5. If H is considered as origin, the coordinates of P are :

a) (2,3)

b) (-1,-3)

c) (-2,3)

d) (2,-3)

Doubt by Pushkar

Solution : 

1. If P is considered as origin, the coordinates of B are :

a) (8,5)
b) (3,8)
c) (8,0)
d) (0,3)

Ans :
When P is considered as the origin then coordinates of B are (3,8)

Hence, b) (3,8) is the correct option.

2. The distance between children standing at H and G is :

a) 8 units
b) 2 units
c) 5 units
d) √8 units

Ans :
The coordinates of H and G are H(1,3) and G(3,1) 

Using Distance Formula 
HG = √(x₂-x₁)²+(y₂-y₁)²
      = √(3-1)²+(1-3)²
      = √(2)²+(-2)²
      = √(4+4)
      = √8 units

Hence, d) √8 units is the correct option.
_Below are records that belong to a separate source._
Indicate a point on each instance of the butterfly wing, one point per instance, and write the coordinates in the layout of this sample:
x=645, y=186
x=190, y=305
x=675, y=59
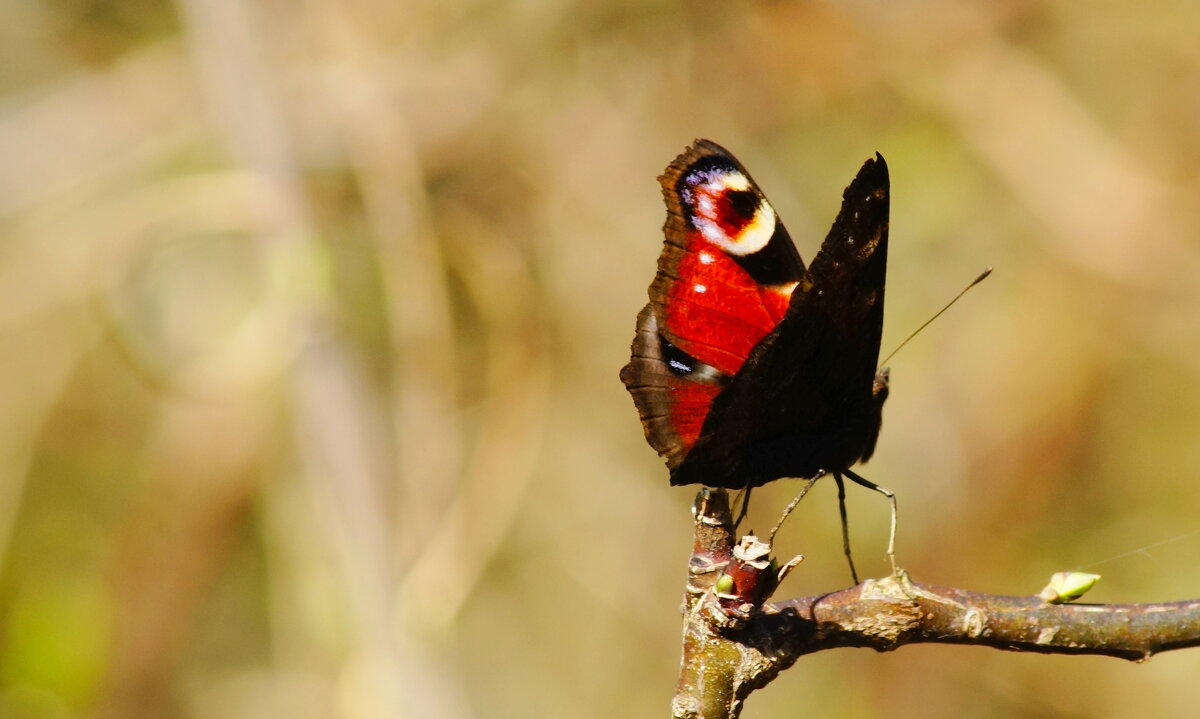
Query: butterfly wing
x=725, y=280
x=809, y=397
3. The coordinate of point which divides the line segment joining the points A and D in the ratio 2:3 internally are :

a) (6, 19/5)
b) (6,6)
c) (6,2)
d) (19/5, 6)

Ans :

Coordinates of Point A and D are 
A(1,6)  D(8,6)

.___________.___________.
A(1,6)             P(x,y)            D(8,6)
(x₁,y₁)                                  (x₂,y₂)

m₁:m₂ = 2:3

P(x,y) = [(m₁x₂+m₂x₁)/(m₁+m₂), (m₁y₂+m₂y₁)/(m₁+m₂)]

P(x,y) = [2(8)+3(1)/(2+3), 2(6)+3(6)/(2+3)]
P(x,y) = [(16+3)/5, (12+18)/5]
P(x,y) = [19/5, 30/5]
P(x,y) = [19/5,6]

Hence, d) (19/5, 6) would be the correct option.
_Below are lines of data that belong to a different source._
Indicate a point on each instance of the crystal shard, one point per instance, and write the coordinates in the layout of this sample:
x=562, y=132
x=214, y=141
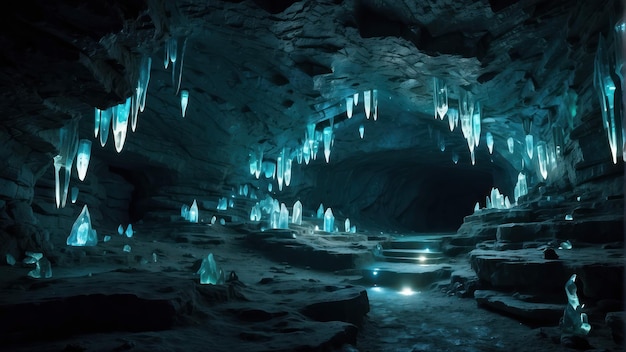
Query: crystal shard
x=193, y=212
x=530, y=146
x=209, y=272
x=542, y=159
x=489, y=140
x=82, y=158
x=510, y=142
x=328, y=136
x=184, y=100
x=129, y=231
x=296, y=217
x=283, y=218
x=349, y=106
x=367, y=102
x=120, y=124
x=320, y=211
x=329, y=221
x=105, y=125
x=82, y=234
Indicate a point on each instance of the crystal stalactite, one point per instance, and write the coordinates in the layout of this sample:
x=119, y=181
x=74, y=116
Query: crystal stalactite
x=142, y=83
x=521, y=187
x=68, y=148
x=476, y=124
x=605, y=87
x=283, y=219
x=306, y=153
x=82, y=158
x=296, y=217
x=129, y=231
x=375, y=103
x=184, y=100
x=320, y=211
x=57, y=162
x=542, y=159
x=74, y=194
x=82, y=234
x=299, y=155
x=329, y=221
x=280, y=170
x=367, y=102
x=287, y=176
x=349, y=106
x=530, y=145
x=453, y=118
x=440, y=97
x=120, y=124
x=510, y=142
x=489, y=140
x=105, y=125
x=328, y=136
x=259, y=162
x=96, y=124
x=193, y=212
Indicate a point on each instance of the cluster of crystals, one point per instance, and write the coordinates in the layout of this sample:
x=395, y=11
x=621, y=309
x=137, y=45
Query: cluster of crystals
x=210, y=273
x=495, y=200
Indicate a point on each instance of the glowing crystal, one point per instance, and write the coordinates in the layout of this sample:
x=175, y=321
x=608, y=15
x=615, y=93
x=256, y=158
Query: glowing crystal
x=82, y=234
x=82, y=158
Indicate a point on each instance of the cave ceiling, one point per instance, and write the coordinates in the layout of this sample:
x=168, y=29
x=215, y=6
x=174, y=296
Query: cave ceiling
x=258, y=71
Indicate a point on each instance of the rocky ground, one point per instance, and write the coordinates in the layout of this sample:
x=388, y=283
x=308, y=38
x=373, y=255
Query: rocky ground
x=104, y=299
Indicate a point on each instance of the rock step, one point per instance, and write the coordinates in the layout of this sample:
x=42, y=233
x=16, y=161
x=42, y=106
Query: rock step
x=600, y=270
x=535, y=312
x=401, y=275
x=429, y=243
x=411, y=253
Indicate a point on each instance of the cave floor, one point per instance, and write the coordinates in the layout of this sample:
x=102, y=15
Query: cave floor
x=426, y=319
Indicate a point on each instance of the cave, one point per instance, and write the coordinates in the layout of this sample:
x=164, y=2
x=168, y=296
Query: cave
x=312, y=175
4. If a point (x,y) is equidistant from C(6,8) and F(6,1) then:

a) 2x-7y+36=0
b) 14y=63
c) x-y=5
d) x+y=5

Ans :

Let P(x,y)
According to Question 
PC = PF
Squaring both sides
PC²=PF²
(x-6)²+(y-8)²=(x-6)²+(y-1)² 
[Using Distance Formula]
(y-8)²=(y-1)²
y²+64-16y=y²+1-2y
64-1=-2y+16y
63=14y

14y=63

Hence, b) 14y=63 would be the correct option.

5. If H is considered as origin, the coordinates of P are :

a) (2,3)
b) (-1,-3)
c) (-2,3)
d) (2,-3)

Ans :
When H is considered as the origin then coordinates of P are (-1,-3)

Hence, b) (-1,-3) would be the correct option.